What was that strange light in the sky?
Many people overnight reported seeing strange lights in the sky, a phenomenon that has been reported for centuries before, during, and after earthquakes.
Seismologists aren't in agreement about the causes of the hotly-debated phenomenon - called earthquake lights or, sometimes, earthquake lightning.
One theory suggests dormant electrical charges in rocks are triggered by the stress of the Earth's crust and plate tectonics, transferring the charge to the surface where it appears as light.
Historical reports include globes, or orbs, of glowing light, floating just above the ground or in the sky.
Much like tidal research, it is an area that is notoriously difficult to investigate. Tidal stresses and their effects on the Earth are minute, but measurable, although many seismologists remain unconvinced by theories of "tidally triggered" earthquakes.
GNS seismologist Caroline Holden said there were anecdotal reports of lights in the sky.
"Unfortunately, we cannot measure this phenomena or its extent with our instruments to provide a clear explanation," she said.
The phenomenon has been documented for centuries.

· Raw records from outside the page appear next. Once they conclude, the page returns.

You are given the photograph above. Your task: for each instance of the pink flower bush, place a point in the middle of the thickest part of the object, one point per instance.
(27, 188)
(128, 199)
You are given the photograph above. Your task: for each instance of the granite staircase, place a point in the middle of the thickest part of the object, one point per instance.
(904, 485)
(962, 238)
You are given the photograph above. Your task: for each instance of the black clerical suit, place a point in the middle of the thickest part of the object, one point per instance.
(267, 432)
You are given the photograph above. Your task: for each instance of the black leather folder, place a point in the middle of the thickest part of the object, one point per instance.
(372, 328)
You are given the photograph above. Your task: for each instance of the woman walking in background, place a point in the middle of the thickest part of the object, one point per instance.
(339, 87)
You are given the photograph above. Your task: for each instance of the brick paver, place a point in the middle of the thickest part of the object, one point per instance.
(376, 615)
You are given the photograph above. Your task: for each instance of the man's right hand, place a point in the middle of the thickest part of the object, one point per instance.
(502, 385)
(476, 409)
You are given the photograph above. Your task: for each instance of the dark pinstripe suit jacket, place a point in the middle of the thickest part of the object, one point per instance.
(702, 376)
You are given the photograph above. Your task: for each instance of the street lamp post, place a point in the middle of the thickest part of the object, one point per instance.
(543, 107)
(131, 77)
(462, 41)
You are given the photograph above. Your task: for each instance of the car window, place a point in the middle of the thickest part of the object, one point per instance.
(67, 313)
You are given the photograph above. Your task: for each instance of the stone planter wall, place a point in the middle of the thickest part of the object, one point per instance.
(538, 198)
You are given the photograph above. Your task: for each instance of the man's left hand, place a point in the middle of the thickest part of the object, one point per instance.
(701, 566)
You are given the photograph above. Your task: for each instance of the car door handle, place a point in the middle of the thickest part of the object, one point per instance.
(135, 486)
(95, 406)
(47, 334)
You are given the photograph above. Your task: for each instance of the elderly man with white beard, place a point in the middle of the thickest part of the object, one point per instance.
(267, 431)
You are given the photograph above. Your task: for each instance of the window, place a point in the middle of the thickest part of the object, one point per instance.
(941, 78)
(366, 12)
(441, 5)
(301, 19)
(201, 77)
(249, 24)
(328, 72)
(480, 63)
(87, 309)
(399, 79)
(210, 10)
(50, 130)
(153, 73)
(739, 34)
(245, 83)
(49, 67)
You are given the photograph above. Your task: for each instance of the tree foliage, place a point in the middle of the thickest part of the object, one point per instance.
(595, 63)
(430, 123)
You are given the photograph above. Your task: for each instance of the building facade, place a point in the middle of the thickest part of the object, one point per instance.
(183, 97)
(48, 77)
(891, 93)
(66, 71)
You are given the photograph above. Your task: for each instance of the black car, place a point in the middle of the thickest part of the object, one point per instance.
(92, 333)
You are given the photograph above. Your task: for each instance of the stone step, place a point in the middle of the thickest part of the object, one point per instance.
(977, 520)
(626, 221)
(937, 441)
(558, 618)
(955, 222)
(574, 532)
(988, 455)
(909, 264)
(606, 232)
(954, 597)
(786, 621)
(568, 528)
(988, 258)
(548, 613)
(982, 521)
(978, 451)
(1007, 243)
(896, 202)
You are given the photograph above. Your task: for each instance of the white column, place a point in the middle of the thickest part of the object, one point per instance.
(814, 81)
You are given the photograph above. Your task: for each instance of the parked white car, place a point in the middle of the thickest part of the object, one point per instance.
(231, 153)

Hypotheses have suggested the movement of rocks could generate an electric field, others suggest quakes can lead to rocks conducting electromagnetic energy and a subsequent build up of electric charges in the upper atmosphere.
Yet another theory suggests a link between the electric charge, or current, released by the earth ripping and buckling below the surface, and the magnetic properties of rock.
The charge appears as light, so the theory goes.
People reported similar strange lights in the sky during the 2011 Christchurch earthquake.
In 1888, before a large quake around the Hanmer region, a strange glow in the sky was reported by observers.
One recent study documented hundreds of sightings of strange light, glowing, and aurora-like reports, from 1600 to the 19th century.
The study in the Seismological Research Letters suggested a charge builds up in rock inside the Earth's crust and, as it becomes rapidly unstable in a quake, expands outward.
In an earthquake, the electrical charge transfers from below the surface to the surface, or above, depending on the conductivity of the rock - appearing as light.
"When such an intense charge state reaches the Earth's surface and crosses the ground–air interface, it is expected to cause [an electric transmission and breakdown] of the air and, hence, an outburst of light.
"This process is suspected to be responsible for flashes of light coming out of the ground and expanding to considerable heights at the time when seismic waves from a large earthquake pass by."
The study said some seismologists also think the theory could account for other phenomena, such as changes to electrical fields, strange fog, haze, clouds, and low-frequency humming or radio frequency emission.
In the study, the researchers found the light was more often associated with a type of quake in which tectonic plates are wrenched apart, known as a "rift" earthquake.